Abstract 3611: Determining the Regulation and Role of Mreg DC in Tumor Immunity

Abstract Therapeutic immunity against tumors is mainly determined by effector T cells. However, T cells are educated by antigen presenting cells, particularly dendritic cells (DC), that control their differentiation into effector T cells able to eliminate target tumor cells. While most studies focused on understanding T cell features leading to antitumor immunity, little is known about DC determinants required to promote effective antitumor T cell function. Yet several studies are revealing that high DC content in tumor lesions correlate with improved tumor outcome.

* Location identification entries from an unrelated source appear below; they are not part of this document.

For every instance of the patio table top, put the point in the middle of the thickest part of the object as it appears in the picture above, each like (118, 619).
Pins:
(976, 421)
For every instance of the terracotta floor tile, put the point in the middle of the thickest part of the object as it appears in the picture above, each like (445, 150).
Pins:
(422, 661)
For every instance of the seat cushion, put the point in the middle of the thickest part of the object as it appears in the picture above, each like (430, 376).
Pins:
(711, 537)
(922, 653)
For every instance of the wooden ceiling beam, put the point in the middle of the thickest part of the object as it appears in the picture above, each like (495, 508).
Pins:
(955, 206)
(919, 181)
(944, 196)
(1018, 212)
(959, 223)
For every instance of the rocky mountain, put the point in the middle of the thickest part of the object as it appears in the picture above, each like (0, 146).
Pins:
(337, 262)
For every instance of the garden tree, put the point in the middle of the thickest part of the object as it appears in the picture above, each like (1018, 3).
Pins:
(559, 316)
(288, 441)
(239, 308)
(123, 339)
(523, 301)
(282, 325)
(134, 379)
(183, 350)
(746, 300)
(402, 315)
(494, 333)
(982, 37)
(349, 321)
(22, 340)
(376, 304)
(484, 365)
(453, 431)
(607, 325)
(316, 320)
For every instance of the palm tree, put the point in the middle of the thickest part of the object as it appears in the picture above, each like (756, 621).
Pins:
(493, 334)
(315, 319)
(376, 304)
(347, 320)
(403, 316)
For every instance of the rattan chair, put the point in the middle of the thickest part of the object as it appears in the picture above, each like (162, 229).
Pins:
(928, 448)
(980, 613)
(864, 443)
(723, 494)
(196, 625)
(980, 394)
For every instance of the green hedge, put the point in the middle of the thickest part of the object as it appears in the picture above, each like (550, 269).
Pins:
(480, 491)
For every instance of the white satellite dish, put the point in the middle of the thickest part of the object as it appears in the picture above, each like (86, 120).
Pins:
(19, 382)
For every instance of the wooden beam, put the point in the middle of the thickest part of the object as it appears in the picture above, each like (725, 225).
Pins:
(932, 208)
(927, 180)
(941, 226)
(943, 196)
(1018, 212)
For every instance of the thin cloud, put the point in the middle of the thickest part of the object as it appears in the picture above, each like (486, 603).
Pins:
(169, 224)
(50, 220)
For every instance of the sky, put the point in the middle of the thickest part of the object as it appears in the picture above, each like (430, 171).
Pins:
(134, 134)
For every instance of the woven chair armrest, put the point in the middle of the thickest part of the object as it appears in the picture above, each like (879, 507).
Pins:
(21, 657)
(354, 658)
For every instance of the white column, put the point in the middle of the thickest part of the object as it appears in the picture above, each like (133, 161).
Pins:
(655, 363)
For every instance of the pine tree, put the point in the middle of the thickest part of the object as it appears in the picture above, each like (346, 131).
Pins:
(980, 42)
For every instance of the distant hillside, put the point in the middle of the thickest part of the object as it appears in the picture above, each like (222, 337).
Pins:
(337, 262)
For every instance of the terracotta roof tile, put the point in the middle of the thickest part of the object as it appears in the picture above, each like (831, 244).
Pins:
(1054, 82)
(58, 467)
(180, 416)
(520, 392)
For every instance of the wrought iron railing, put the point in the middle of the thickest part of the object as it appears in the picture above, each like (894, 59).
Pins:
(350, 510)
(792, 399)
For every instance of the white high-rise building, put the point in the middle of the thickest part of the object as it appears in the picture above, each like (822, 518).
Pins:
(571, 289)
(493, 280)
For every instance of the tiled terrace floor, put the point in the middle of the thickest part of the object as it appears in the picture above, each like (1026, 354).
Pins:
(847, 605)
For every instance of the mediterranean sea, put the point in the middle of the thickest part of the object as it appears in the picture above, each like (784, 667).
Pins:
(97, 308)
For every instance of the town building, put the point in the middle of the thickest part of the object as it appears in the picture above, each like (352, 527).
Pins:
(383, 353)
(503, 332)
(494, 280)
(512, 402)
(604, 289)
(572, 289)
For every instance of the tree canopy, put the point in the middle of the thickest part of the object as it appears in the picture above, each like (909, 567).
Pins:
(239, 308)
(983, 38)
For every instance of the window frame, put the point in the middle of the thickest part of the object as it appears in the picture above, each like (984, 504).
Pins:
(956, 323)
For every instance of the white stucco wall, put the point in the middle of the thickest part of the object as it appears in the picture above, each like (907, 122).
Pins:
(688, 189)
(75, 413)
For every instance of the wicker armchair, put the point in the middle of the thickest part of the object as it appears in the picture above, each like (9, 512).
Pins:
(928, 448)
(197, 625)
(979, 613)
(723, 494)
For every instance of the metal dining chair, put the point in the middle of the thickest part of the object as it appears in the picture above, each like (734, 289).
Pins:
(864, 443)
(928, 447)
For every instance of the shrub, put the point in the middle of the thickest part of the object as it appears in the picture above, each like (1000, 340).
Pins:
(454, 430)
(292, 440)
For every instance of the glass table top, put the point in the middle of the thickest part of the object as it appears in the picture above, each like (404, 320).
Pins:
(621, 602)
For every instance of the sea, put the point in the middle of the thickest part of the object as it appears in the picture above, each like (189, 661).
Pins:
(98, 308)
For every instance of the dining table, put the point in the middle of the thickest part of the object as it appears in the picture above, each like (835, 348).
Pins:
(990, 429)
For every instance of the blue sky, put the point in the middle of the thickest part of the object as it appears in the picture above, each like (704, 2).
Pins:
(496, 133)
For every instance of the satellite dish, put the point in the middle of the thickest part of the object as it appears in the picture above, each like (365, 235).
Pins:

To identify molecular program that modulate DC functionality in tissues we have profiled tumor-associated DC in mice and tumor lesions. We identified a DC molecular program that was shared between mice and human tumors that included maturation genes associated with T cell simulation and migration to the LN (Cd40, Cd80, Fscn, Ccr7), but also genes associated with immunoregulation (Socs1, Socs2, Socs3, Cd200, Pd-l1, Pd-l2, Fasl), we named mregDC (Maier et al., Nature 2020). We also found that mregDC molecular state is induced in DC1 and DC2 upon capture of tumor debris leading to hypothesize that the mregDC state identifies antigen-charged DC that migrate to lymphoid structures, including tertiary lymphoid structures and tumor draining lymph nodes to modulate tumor specific T cell immune responses. While the role of DC in the draining LN has been established the exact role played by DC in the tumor microenvironment (TME) remains unclear. To explore this question, we used multiplex imaging and spatial transcriptomics platforms to identify the distribution and spatial interactions of DC1, DC2 and mregDC within the TME of human NSCLC and HCC lesions during treatment with PD-1 blockade. We found that mregDC accumulate within the tertiary lymphoid structures together with activated T cell and B cell programs. We are continuing to generate additional data on mregDC interactions in human tumors tissues that respond or resist PD-1 blockade and should be able to provide additional information at the time of the meeting. Citation Format: Raphael Mattiuz, Nima Assad, Pauline Hamon, Assaf Magen, Jessica Le Berichel, Miriam Merad. Determining the regulation and role of mreg DC in tumor immunity [abstract]. In: Proceedings of the American Association for Cancer Research Annual Meeting 2022; 2022 Apr 8-13. Philadelphia (PA): AACR; Cancer Res 2022;82(12_Suppl):Abstract nr 3611.